Jerusalem - Word that Madonna’s upcoming album includes a paean to a 16th-century Jewish mystic has prompted the rabbis who guard his legacy to accuse the pop idol of sacrilege and hint at divine punishment.
The “Confessions on a Dance Floor” collection includes a song titled “Isaac” -- in reference, entertainment media say, to Rabbi Isaac Luria, founder of the Kabbalah school of mysticism which counts Madonna, 47, as one of its devotees.
The custodians of Luria’s tomb and seminary in the northern Israeli town of Safed accused her of breaking a taboo.
“There is a prohibition in Jewish law against using the holy name of our master, the Sage Isaac, for profit,” the seminary’s director, Rabbi Rafael Cohen, told the Israeli newspaper Maariv on Sunday.
“This is an inappropriate act, and one can feel only pity at the punishment that she (Madonna) will receive from Heaven. The Sage Isaac is holy and pure, and immodest people cannot sing about him,” he said.

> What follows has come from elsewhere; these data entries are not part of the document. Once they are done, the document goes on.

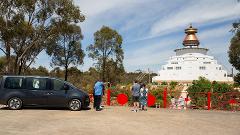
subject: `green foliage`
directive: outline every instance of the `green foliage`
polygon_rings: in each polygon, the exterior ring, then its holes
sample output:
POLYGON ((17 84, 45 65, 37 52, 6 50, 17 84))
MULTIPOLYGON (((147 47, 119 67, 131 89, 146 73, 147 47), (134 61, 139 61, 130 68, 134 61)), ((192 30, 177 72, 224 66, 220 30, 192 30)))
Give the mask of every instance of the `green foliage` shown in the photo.
POLYGON ((178 82, 171 81, 171 82, 170 82, 170 89, 171 89, 171 90, 174 90, 177 85, 178 85, 178 82))
POLYGON ((0 7, 0 49, 6 55, 7 72, 14 74, 27 70, 51 45, 58 30, 63 29, 57 27, 59 23, 75 24, 85 19, 72 0, 4 0, 0 7))
POLYGON ((212 93, 212 106, 218 106, 219 96, 230 91, 233 91, 231 85, 219 82, 211 83, 203 77, 200 77, 199 80, 194 80, 192 85, 187 89, 189 97, 191 98, 191 104, 202 108, 207 105, 207 92, 212 93))
POLYGON ((240 71, 240 31, 232 38, 228 55, 229 62, 240 71))
POLYGON ((167 85, 167 82, 162 82, 161 85, 167 85))
POLYGON ((234 82, 236 86, 240 86, 240 73, 234 76, 234 82))
POLYGON ((53 66, 65 68, 65 81, 67 81, 69 65, 83 64, 85 54, 80 44, 82 33, 79 26, 66 22, 58 23, 56 29, 58 35, 55 41, 49 43, 47 53, 52 56, 53 66))
POLYGON ((87 51, 90 58, 97 60, 96 68, 103 81, 112 81, 111 74, 115 73, 116 77, 124 71, 122 37, 116 30, 103 26, 94 33, 94 44, 89 45, 87 51))

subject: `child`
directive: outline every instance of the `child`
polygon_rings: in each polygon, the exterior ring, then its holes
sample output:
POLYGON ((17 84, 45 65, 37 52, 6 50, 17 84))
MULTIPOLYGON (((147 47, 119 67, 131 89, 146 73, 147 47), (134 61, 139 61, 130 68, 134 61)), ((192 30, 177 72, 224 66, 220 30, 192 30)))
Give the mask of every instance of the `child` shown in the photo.
POLYGON ((175 105, 175 98, 174 96, 172 96, 171 98, 171 109, 175 109, 176 105, 175 105))
POLYGON ((180 98, 178 99, 179 105, 180 105, 180 109, 184 109, 184 99, 182 96, 180 96, 180 98))
POLYGON ((146 88, 145 84, 142 84, 142 88, 140 89, 140 103, 141 103, 141 109, 146 111, 147 106, 147 93, 148 89, 146 88))

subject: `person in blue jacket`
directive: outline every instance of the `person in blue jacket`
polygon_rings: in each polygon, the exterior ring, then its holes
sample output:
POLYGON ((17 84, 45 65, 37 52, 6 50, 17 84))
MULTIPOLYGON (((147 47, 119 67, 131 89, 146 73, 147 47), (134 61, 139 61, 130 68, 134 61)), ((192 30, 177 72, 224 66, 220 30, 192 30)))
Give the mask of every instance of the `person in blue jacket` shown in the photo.
POLYGON ((104 95, 104 83, 100 80, 97 81, 94 85, 94 108, 96 108, 96 111, 101 111, 100 105, 102 101, 102 96, 104 95))

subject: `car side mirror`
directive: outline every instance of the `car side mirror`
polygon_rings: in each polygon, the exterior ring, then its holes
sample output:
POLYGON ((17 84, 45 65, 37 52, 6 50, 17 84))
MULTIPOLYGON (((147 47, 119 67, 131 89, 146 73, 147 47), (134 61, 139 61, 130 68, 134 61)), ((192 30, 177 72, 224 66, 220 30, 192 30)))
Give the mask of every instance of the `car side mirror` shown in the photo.
POLYGON ((66 84, 64 84, 63 89, 64 89, 64 90, 69 90, 69 86, 66 85, 66 84))

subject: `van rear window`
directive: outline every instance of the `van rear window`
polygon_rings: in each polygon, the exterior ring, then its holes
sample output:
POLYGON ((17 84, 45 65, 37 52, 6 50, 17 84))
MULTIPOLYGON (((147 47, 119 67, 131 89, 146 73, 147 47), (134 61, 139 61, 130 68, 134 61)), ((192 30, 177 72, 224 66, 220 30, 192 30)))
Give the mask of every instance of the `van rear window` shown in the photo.
POLYGON ((23 88, 23 78, 7 77, 5 80, 4 88, 6 88, 6 89, 22 89, 23 88))

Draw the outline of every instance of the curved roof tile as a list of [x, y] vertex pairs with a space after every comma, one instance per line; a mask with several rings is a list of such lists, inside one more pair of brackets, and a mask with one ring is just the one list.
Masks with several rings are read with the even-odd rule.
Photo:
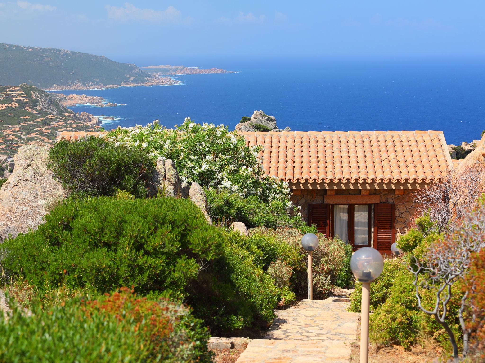
[[430, 182], [453, 167], [441, 131], [254, 134], [240, 133], [265, 147], [266, 174], [288, 182]]

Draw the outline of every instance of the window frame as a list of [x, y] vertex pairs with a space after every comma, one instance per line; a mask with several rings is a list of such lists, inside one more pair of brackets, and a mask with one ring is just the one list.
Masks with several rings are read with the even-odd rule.
[[[367, 244], [357, 244], [356, 246], [354, 244], [354, 223], [355, 223], [355, 206], [357, 205], [367, 205], [369, 208], [369, 236], [367, 239]], [[335, 221], [335, 215], [334, 213], [334, 206], [335, 205], [346, 205], [347, 211], [348, 211], [348, 217], [347, 218], [347, 239], [348, 242], [352, 245], [353, 249], [355, 251], [363, 247], [372, 247], [372, 204], [368, 203], [355, 203], [352, 204], [340, 204], [335, 203], [330, 204], [330, 235], [332, 238], [334, 237], [334, 222]]]

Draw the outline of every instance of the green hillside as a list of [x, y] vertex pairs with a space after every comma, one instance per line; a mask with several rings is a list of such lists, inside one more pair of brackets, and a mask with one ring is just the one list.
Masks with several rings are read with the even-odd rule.
[[58, 131], [94, 130], [99, 121], [76, 114], [33, 86], [0, 86], [0, 155], [32, 141], [52, 143]]
[[0, 84], [81, 88], [142, 83], [147, 77], [150, 76], [134, 64], [106, 57], [0, 43]]

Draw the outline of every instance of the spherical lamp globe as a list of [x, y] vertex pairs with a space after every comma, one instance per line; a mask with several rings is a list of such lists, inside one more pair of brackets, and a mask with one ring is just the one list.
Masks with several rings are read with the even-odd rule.
[[307, 233], [302, 237], [302, 246], [308, 252], [315, 251], [318, 247], [318, 237], [313, 233]]
[[403, 250], [397, 246], [397, 242], [394, 242], [391, 245], [391, 252], [395, 256], [398, 256], [404, 253]]
[[370, 247], [357, 250], [350, 259], [350, 268], [361, 282], [372, 282], [379, 277], [384, 268], [381, 254]]

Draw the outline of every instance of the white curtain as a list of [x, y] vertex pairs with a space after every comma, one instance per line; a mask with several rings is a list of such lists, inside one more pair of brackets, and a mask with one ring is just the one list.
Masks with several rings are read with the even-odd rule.
[[346, 243], [348, 242], [348, 207], [346, 205], [335, 204], [333, 207], [334, 236]]
[[354, 210], [354, 244], [369, 242], [369, 206], [356, 204]]

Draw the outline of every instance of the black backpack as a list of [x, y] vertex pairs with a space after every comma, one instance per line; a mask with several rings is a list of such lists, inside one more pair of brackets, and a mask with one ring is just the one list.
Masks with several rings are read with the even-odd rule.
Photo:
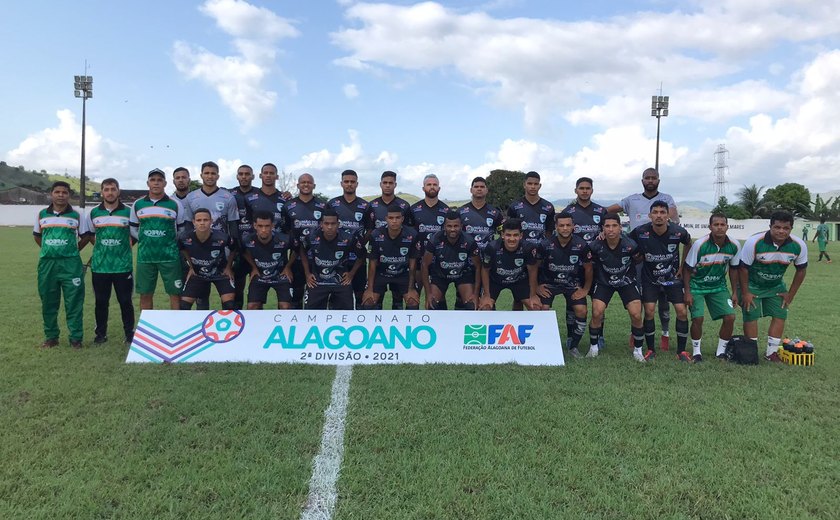
[[732, 336], [726, 344], [726, 359], [739, 365], [758, 364], [758, 342], [746, 336]]

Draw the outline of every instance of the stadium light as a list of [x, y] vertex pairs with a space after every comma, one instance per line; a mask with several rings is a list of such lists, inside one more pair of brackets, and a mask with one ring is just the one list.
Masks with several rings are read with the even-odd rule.
[[[85, 63], [85, 71], [87, 71], [87, 63]], [[93, 76], [75, 76], [73, 82], [74, 95], [77, 98], [82, 98], [82, 167], [79, 184], [80, 188], [80, 207], [85, 208], [85, 125], [86, 125], [86, 103], [87, 100], [93, 97]]]
[[[661, 92], [661, 91], [660, 91]], [[650, 99], [650, 115], [656, 118], [656, 168], [659, 172], [659, 119], [668, 117], [669, 96], [652, 96]]]

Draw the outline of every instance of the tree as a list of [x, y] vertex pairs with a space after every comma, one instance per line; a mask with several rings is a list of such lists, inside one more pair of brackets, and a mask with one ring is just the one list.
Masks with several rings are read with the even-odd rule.
[[487, 176], [487, 202], [499, 209], [507, 209], [510, 203], [524, 193], [525, 172], [493, 170]]

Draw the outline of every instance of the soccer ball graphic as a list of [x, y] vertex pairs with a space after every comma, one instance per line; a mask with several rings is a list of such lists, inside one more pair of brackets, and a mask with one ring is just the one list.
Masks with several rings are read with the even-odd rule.
[[245, 330], [245, 317], [239, 311], [213, 311], [204, 318], [201, 333], [213, 343], [227, 343]]

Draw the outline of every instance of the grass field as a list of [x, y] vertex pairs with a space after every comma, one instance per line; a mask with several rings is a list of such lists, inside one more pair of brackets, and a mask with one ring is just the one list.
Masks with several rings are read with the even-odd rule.
[[[0, 518], [298, 518], [335, 370], [129, 366], [90, 291], [87, 348], [41, 351], [30, 237], [0, 229]], [[355, 367], [335, 518], [837, 518], [840, 262], [810, 256], [814, 367], [719, 363], [711, 324], [705, 363], [639, 365], [620, 305], [563, 368]]]

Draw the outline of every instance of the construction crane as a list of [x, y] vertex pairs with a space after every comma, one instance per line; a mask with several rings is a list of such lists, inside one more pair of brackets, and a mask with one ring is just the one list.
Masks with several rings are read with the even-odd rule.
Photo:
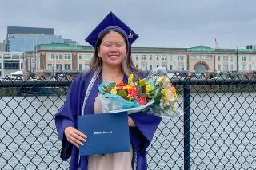
[[216, 38], [215, 38], [215, 49], [218, 49], [218, 45]]

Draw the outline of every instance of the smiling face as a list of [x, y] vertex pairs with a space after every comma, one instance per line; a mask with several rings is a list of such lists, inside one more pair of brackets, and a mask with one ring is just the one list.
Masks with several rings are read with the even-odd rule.
[[98, 47], [98, 53], [102, 60], [103, 65], [121, 66], [126, 53], [125, 39], [119, 33], [114, 31], [106, 34]]

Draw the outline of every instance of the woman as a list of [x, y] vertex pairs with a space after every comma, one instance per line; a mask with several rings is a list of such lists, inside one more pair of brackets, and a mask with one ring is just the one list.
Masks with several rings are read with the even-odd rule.
[[[101, 24], [104, 23], [104, 21], [109, 23], [110, 18], [114, 18], [115, 22], [119, 20], [113, 13], [110, 13]], [[110, 26], [107, 26], [99, 31], [97, 40], [92, 43], [95, 47], [95, 52], [91, 61], [90, 70], [78, 75], [74, 80], [64, 105], [55, 116], [58, 137], [62, 141], [61, 157], [66, 160], [71, 156], [70, 169], [147, 168], [146, 148], [150, 144], [161, 118], [142, 112], [128, 117], [130, 152], [89, 156], [79, 156], [78, 153], [79, 146], [86, 144], [86, 136], [76, 129], [76, 118], [81, 114], [82, 110], [85, 111], [85, 114], [102, 112], [101, 103], [95, 101], [98, 94], [98, 87], [102, 81], [127, 83], [127, 77], [130, 73], [134, 73], [137, 78], [146, 77], [145, 73], [138, 70], [133, 65], [130, 55], [131, 42], [124, 30], [126, 27], [122, 28], [117, 25], [111, 23]], [[98, 73], [98, 76], [91, 87], [83, 109], [84, 93], [95, 73]]]

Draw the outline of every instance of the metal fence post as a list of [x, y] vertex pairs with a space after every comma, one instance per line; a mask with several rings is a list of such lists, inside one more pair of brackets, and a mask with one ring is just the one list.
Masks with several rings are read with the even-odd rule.
[[190, 169], [190, 81], [184, 85], [184, 170]]

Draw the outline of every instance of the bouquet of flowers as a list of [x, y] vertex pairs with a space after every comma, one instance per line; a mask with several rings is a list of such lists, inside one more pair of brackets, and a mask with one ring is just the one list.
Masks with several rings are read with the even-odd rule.
[[146, 78], [134, 81], [130, 74], [128, 84], [102, 82], [99, 87], [103, 113], [127, 111], [129, 114], [144, 111], [162, 117], [181, 115], [178, 109], [178, 95], [166, 69], [157, 68]]

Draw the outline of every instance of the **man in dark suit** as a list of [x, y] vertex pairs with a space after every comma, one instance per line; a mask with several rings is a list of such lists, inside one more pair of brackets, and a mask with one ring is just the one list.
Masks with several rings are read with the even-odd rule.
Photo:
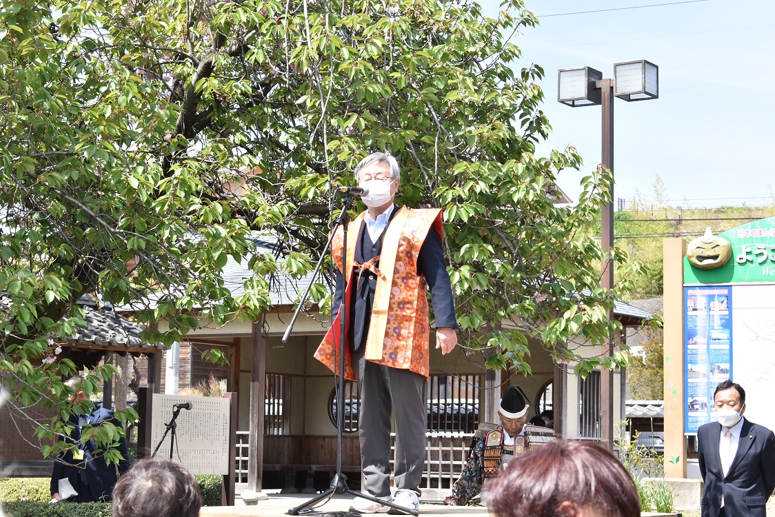
[[725, 381], [713, 401], [718, 422], [697, 432], [705, 482], [702, 517], [763, 517], [775, 488], [775, 436], [742, 418], [746, 391], [739, 384]]
[[[88, 398], [81, 388], [83, 381], [83, 377], [80, 376], [65, 381], [65, 384], [75, 391], [70, 397], [70, 402], [74, 406]], [[122, 436], [119, 442], [119, 452], [123, 459], [118, 465], [105, 460], [102, 452], [98, 450], [101, 446], [93, 439], [81, 439], [81, 434], [85, 429], [107, 422], [121, 427], [121, 422], [113, 415], [113, 412], [100, 406], [95, 407], [88, 415], [71, 415], [68, 423], [74, 429], [65, 441], [74, 443], [77, 448], [61, 453], [54, 460], [51, 473], [52, 500], [67, 499], [74, 502], [111, 500], [119, 474], [129, 469], [126, 439]]]

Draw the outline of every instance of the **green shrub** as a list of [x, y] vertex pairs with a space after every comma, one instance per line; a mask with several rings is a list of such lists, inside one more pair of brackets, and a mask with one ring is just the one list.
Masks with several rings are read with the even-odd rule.
[[653, 505], [651, 486], [642, 479], [636, 479], [635, 486], [638, 489], [641, 511], [651, 512], [651, 507]]
[[654, 501], [654, 507], [660, 513], [672, 513], [675, 511], [673, 508], [673, 501], [675, 501], [676, 495], [673, 489], [666, 483], [658, 483], [651, 487], [651, 499]]
[[8, 517], [111, 517], [113, 505], [109, 502], [47, 502], [3, 503]]
[[0, 501], [48, 502], [51, 498], [49, 477], [6, 477], [0, 479]]
[[195, 476], [205, 506], [220, 506], [223, 477], [215, 474]]

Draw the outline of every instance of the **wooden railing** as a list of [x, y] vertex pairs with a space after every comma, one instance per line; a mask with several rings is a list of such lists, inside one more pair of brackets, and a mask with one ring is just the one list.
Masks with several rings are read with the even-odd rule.
[[[460, 477], [468, 459], [473, 434], [429, 433], [426, 435], [423, 488], [449, 488]], [[395, 435], [391, 435], [391, 467], [394, 467]], [[248, 433], [237, 433], [236, 476], [247, 481]], [[342, 440], [342, 470], [360, 471], [360, 446], [357, 436]], [[272, 471], [336, 470], [336, 436], [264, 436], [264, 470]]]

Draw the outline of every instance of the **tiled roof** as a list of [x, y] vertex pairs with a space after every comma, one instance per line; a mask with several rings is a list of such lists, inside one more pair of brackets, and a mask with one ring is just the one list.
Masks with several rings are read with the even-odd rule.
[[625, 416], [628, 419], [664, 418], [664, 401], [628, 400], [625, 401]]
[[[85, 327], [78, 327], [75, 335], [68, 336], [64, 343], [78, 343], [87, 348], [132, 349], [133, 351], [148, 350], [150, 353], [164, 350], [161, 343], [152, 345], [140, 339], [142, 330], [124, 319], [109, 303], [101, 303], [91, 295], [84, 295], [76, 302], [85, 313]], [[0, 310], [7, 312], [10, 300], [0, 296]]]

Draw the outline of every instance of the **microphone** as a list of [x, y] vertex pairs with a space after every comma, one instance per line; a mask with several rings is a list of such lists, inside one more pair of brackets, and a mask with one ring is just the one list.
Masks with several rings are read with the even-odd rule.
[[369, 195], [369, 189], [363, 187], [337, 187], [336, 190], [344, 194], [359, 194], [360, 195]]

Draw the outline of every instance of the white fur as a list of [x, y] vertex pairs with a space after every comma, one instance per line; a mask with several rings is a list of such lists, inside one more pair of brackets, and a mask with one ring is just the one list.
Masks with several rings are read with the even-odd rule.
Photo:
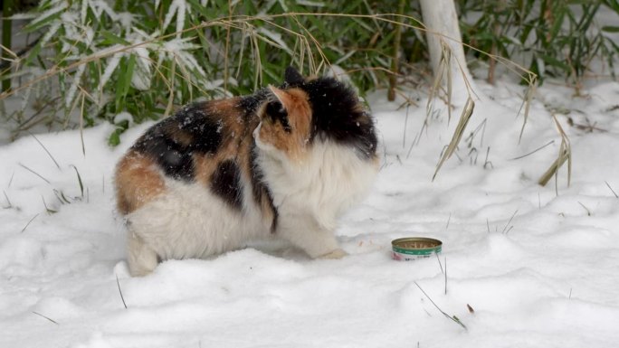
[[270, 226], [251, 202], [241, 212], [201, 183], [167, 180], [166, 184], [164, 194], [128, 215], [128, 259], [134, 275], [152, 271], [157, 256], [207, 258], [269, 233]]
[[[346, 255], [333, 234], [337, 221], [370, 188], [376, 162], [359, 158], [350, 147], [319, 139], [302, 162], [290, 162], [262, 142], [259, 130], [254, 133], [258, 164], [278, 210], [277, 235], [312, 258]], [[131, 273], [149, 273], [157, 257], [208, 258], [270, 236], [270, 221], [263, 220], [246, 180], [242, 180], [243, 212], [201, 183], [167, 180], [165, 193], [128, 215]]]
[[366, 196], [377, 162], [360, 158], [349, 146], [318, 138], [301, 162], [290, 162], [255, 138], [262, 150], [258, 161], [280, 214], [278, 234], [312, 258], [344, 255], [333, 234], [338, 218]]

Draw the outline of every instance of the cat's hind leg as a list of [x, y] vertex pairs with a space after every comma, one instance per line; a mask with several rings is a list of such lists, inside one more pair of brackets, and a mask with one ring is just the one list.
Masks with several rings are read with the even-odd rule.
[[130, 227], [127, 231], [127, 262], [133, 277], [149, 274], [159, 263], [157, 252], [147, 245], [140, 236], [132, 231]]

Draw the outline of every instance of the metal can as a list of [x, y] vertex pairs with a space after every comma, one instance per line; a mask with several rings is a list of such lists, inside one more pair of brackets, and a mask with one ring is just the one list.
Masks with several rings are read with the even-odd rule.
[[391, 248], [395, 260], [412, 261], [440, 253], [443, 249], [443, 242], [433, 238], [399, 238], [391, 241]]

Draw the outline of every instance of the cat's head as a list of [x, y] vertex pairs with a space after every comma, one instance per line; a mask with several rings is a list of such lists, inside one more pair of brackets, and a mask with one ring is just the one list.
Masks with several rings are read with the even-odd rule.
[[291, 158], [317, 142], [350, 146], [360, 158], [376, 157], [376, 135], [371, 116], [355, 91], [330, 77], [306, 79], [286, 69], [284, 83], [269, 86], [254, 134], [258, 146]]

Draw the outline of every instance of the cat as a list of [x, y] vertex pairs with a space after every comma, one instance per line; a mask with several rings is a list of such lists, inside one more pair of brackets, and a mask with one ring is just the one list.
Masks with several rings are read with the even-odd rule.
[[338, 218], [371, 188], [376, 146], [350, 87], [291, 67], [280, 87], [184, 107], [116, 167], [130, 274], [272, 236], [311, 258], [346, 256]]

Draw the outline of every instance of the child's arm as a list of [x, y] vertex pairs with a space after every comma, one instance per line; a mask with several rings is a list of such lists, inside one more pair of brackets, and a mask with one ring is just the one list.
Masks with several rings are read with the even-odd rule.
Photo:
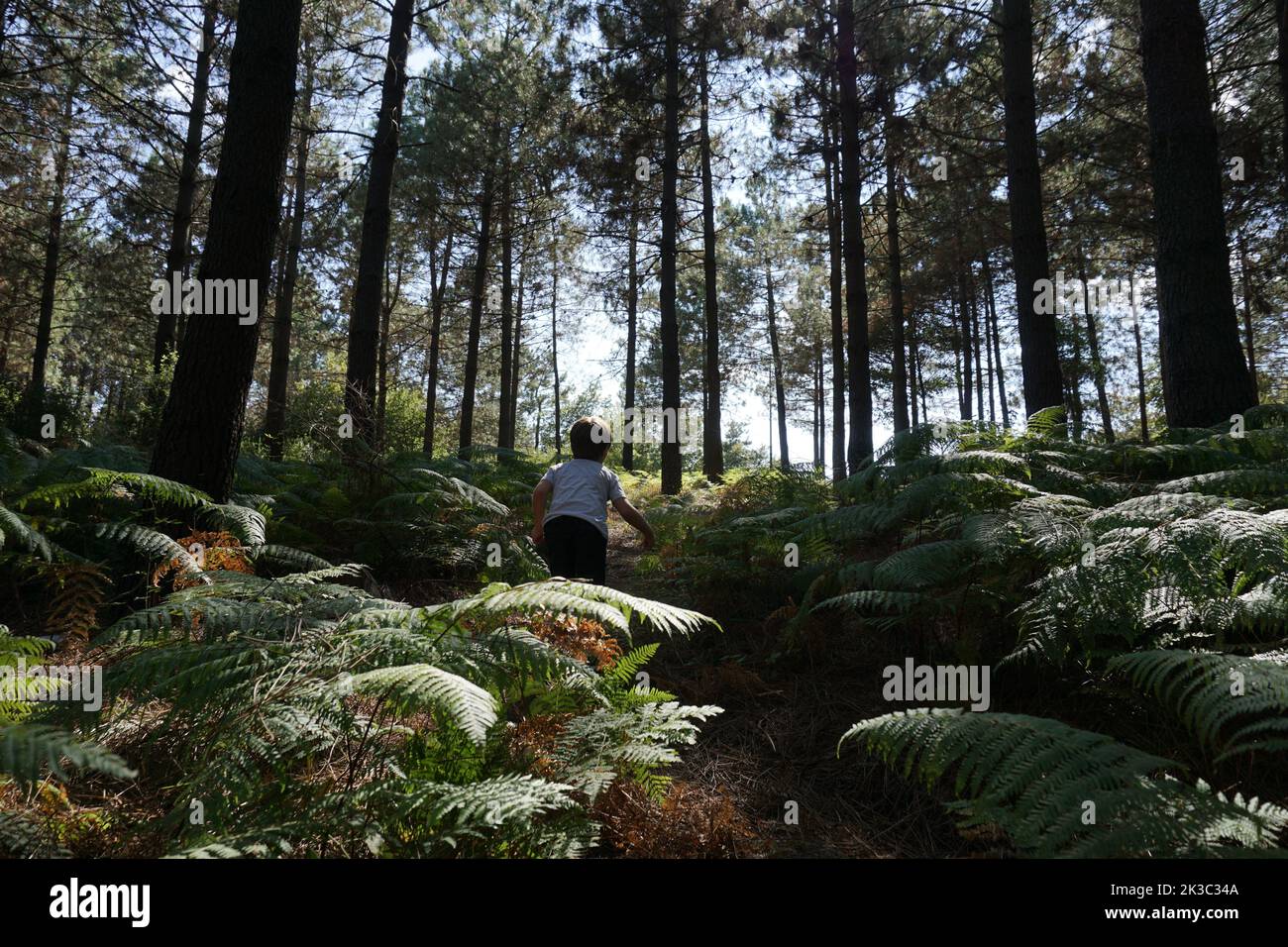
[[546, 541], [546, 527], [541, 521], [546, 518], [546, 497], [553, 490], [550, 481], [541, 481], [532, 491], [532, 541], [538, 546]]
[[644, 519], [644, 514], [635, 509], [635, 506], [631, 505], [631, 501], [625, 496], [620, 496], [613, 500], [613, 509], [621, 514], [622, 519], [644, 533], [644, 548], [652, 549], [653, 541], [657, 537], [653, 535], [653, 527], [648, 524], [647, 519]]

Catholic-born Madonna, famed for her racy lyrics and on-stage antics, has drawn frequent censure from ultra-Orthodox Jews who say her embrace of Kabbalah debases their religion.
Deemed especially provocative was Madonna’s music video for “Die Another Day”, in which she wove phylacteries around her arm, a custom usually reserved for Jewish men, before escaping from an electric chair on which Hebrew letters spelling out one of the 72 names of God appeared.
“This kind of woman wreaks an enormous sin upon the Kabbalah,” said Rabbi Yisrael Deri, caretaker of Luria’s tomb.